Yasmeen Olafsson, of Heathfields, Martlesham Heath, near Ipswich, sustained facial injuries which required surgery and 20 stitches, along with a broken rib, and a fractured nose, during the accident at around 4am on Friday, July 13.

Her friend Ellen Gardner, of Hope Crescent, Woodbridge, escaped with a badly bruised left leg.

The 20-year-olds were three weeks in to a six-week travelling holiday when the crash happened. Reports from Vietnam state at least 13 foreign tourists were injured.

The women agreed to speak about their ordeal because they wanted to warn other travellers to thoroughly research the safety of buses abroad before booking tickets.

The former Farlingaye High School pupils believe the bus – an overnight sleeper with bunk beds – was going too fast when it clipped something in the dark on the Co Ma mountain pass in the central province of Khanh Hoa.

The collision caused the bus to lurch from side to side before toppling over and sliding along the road, leading to Yasmeen’s face and hand scraping the ground.

As a result she has had to have a skin graft on her chin and faces further reconstructive surgery.

Ellen, a medicine student at Leeds University, said: “I feel lucky to have survived. Everyone was screaming. I think everyone just thought we were going to die.

“We all thought we were going over the edge of the mountain. The second we stopped sliding along there was silence.

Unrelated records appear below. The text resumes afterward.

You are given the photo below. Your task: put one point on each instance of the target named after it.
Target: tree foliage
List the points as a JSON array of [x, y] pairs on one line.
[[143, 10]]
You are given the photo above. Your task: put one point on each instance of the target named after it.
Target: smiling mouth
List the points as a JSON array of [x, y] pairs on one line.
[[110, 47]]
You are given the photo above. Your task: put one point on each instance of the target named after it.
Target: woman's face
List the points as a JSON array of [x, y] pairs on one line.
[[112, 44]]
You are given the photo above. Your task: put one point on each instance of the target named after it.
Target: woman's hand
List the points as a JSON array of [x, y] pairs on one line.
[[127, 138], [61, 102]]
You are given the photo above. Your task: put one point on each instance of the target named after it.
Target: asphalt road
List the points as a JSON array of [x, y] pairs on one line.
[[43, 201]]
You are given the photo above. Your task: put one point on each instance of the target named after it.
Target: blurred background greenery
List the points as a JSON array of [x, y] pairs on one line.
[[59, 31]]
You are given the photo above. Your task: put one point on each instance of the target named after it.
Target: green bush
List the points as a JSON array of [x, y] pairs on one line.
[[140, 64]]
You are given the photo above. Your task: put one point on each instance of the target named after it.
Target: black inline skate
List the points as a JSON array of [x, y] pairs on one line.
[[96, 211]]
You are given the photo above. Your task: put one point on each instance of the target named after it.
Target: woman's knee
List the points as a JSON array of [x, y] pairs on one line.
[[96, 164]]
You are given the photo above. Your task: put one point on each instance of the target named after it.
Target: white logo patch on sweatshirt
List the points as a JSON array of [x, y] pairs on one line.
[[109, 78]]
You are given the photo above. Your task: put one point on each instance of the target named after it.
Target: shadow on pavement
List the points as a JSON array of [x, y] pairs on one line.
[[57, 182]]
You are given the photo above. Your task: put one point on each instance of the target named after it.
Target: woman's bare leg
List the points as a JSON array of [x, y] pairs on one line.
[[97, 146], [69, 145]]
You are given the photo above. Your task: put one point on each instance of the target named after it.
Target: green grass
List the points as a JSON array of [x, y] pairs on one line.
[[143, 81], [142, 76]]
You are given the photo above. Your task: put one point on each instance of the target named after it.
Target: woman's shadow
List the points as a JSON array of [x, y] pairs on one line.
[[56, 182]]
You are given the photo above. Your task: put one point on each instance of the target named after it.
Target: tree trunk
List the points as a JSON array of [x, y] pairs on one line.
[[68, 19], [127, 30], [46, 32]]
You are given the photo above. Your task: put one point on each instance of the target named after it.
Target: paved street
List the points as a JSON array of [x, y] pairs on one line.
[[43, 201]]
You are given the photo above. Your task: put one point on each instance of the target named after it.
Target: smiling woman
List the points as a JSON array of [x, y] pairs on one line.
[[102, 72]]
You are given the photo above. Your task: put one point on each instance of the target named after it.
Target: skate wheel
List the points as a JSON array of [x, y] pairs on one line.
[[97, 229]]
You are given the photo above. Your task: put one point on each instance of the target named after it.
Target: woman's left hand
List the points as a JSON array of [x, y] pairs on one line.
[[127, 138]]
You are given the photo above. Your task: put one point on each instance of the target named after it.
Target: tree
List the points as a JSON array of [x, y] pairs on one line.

“Someone had broken through a window in the ceiling. I was stuck underneath a bed. Someone had to help me out. I got Yas out and we clambered out bit by bit as people were getting pulled out.

“I would advise people to research how they are going travel. If we had known how dangerous these buses could be we would never have got on one.”

Yasmeen, a microbiology student at the University of Nottingham, was awoken by the bus lurching.

She said: “I was on the left-hand side of the bus. My face smashed into a window and skidded against the ground. To get my face off the ground I put my hand down. I don’t really remember much. I think I must have got knocked out [momentarily].

“Ellie told me to climb out. I remember when we came out of the bus everyone else was already out.”

The women said while the injured passengers were at the roadside, people on motorbikes stole luggage as they went by, without stopping to help.

After an hour an ambulance van took the girls to a roadside clinic.

Yasmeen said: “It was awful. They gave me stitches with no anaesthetic or painkillers.”

They then waited seven hours for transport to a hospital, where Yasmeen said her wounds had to be re-stitched properly.

The pair returned to England on Monday last week.